Colleges combine forces for building
COEUR d'ALENE - Three local colleges have made a facility they would share in Coeur d'Alene their No. 1 building wish.
And state decision makers now know all about it.
Lewis-Clark State College, the University of Idaho and North Idaho College this week pleaded their case in Boise to the Permanent Building Fund Advisory Council for the future building in Coeur d'Alene's education corridor.
J. Anthony "Tony" Fernandez, LCSC's interim president who was at NIC for LCSC Day on Wednesday, said the project, estimated to be 80,000 square feet and cost $21 million, recently rounded a corner when the three colleges agreed to make it their top building priority.
Fernandez said that he and the other college presidents hope legislators and other officials will see the collaborative effort, making the project more attractive to fund than individual colleges asking for their own building.
"The days are gone when you think you can be a little isolated school anywhere in the country and meet students' needs," Fernandez told The Press editorial board. "There needs to be different ways of offering programs to students more efficiently so they can get the degree they desire."
No funding has been set aside for the building, which would be state-owned.
But Fernandez said getting the project on the state board's radar was a critical step.
"Now is the time to go to the state and make it a priority," he said. "It may take a year or two of asking, but if you don't ask for it, you won't get it."

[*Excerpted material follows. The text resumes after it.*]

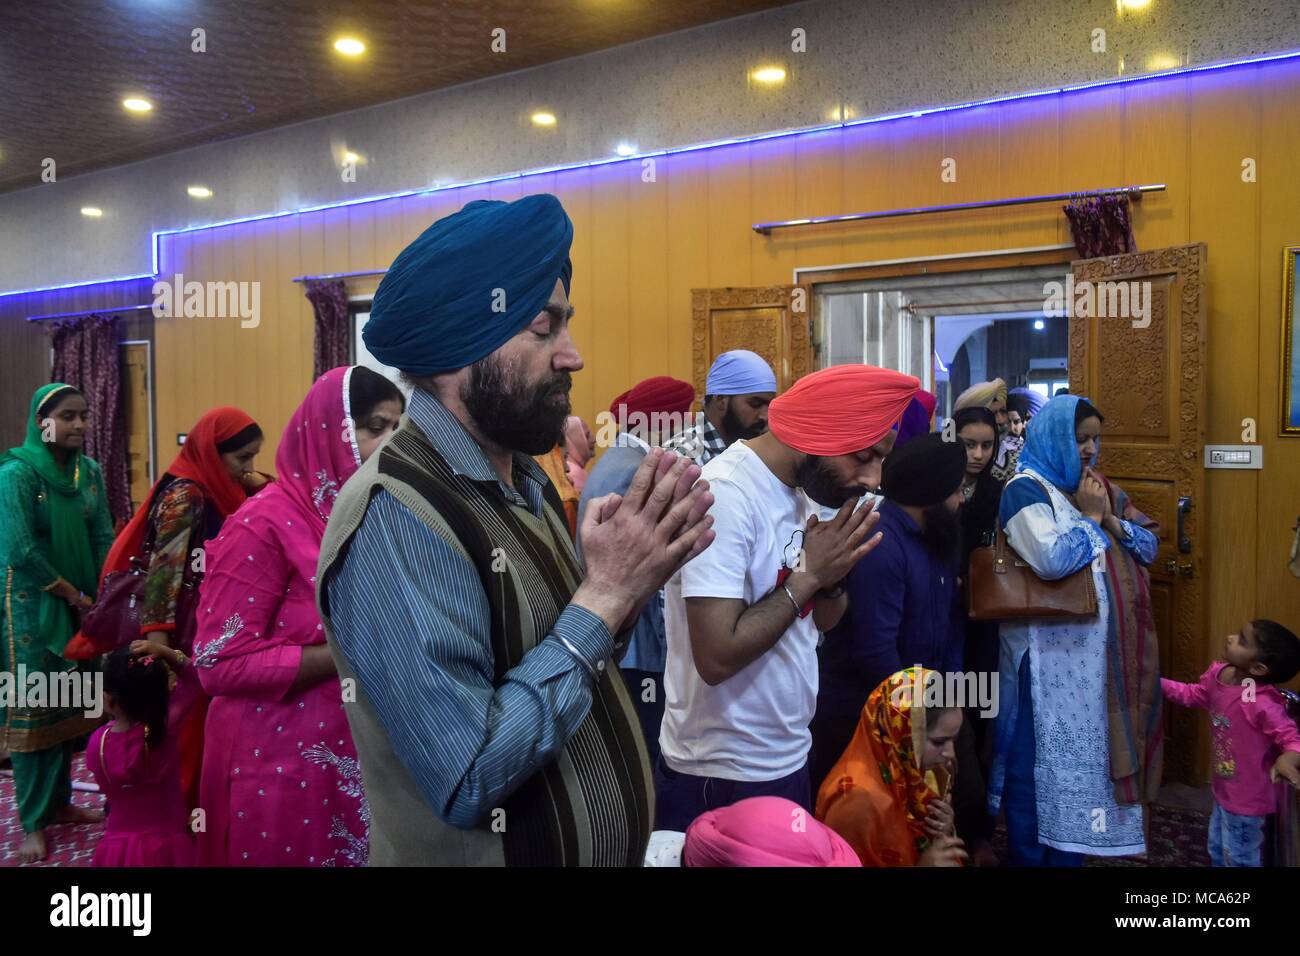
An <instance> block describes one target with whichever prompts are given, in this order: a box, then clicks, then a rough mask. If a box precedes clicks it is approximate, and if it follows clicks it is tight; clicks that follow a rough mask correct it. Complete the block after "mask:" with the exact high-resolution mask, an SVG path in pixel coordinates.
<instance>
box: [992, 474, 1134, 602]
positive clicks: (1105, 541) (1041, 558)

The common building would give LCSC more of a sense of a home in Coeur d'Alene, Fernandez said.
"If a facility becomes reality, that would be home base for LC-Coeur d'Alene, but more than that we need to look at the programs and service needs of the students," Fernandez said. "A building is nice, but you need programs for them that meets the students' curriculum needs."
The Lewiston-based four-year college this summer moved out of its classrooms in the Harbor Plaza commercial/retail mall on Northwest Boulevard, and into a pair of portables on a portion of the old DeArmond mill site property off River Avenue, now owned by the NIC Foundation and leased to the college. The area is commonly referred to as the education corridor and the move was intended to improve the opportunity for partnerships, education officials said.
Fernandez said a common facility near NIC would be ideal because many NIC students move on to pursue four-year degrees at UI and LCSC.
Enrollment at LCSC's Coeur d'Alene branch climbed to 429 this fall, an 8.3 percent increase over last year's 396.
But Fernandez believes there's plenty of room to grow.
"If we had a permanent facility, I believe we could approach 1,000 students," he said. "Right now we're cramped, we're good renters and we're living out of our suitcases."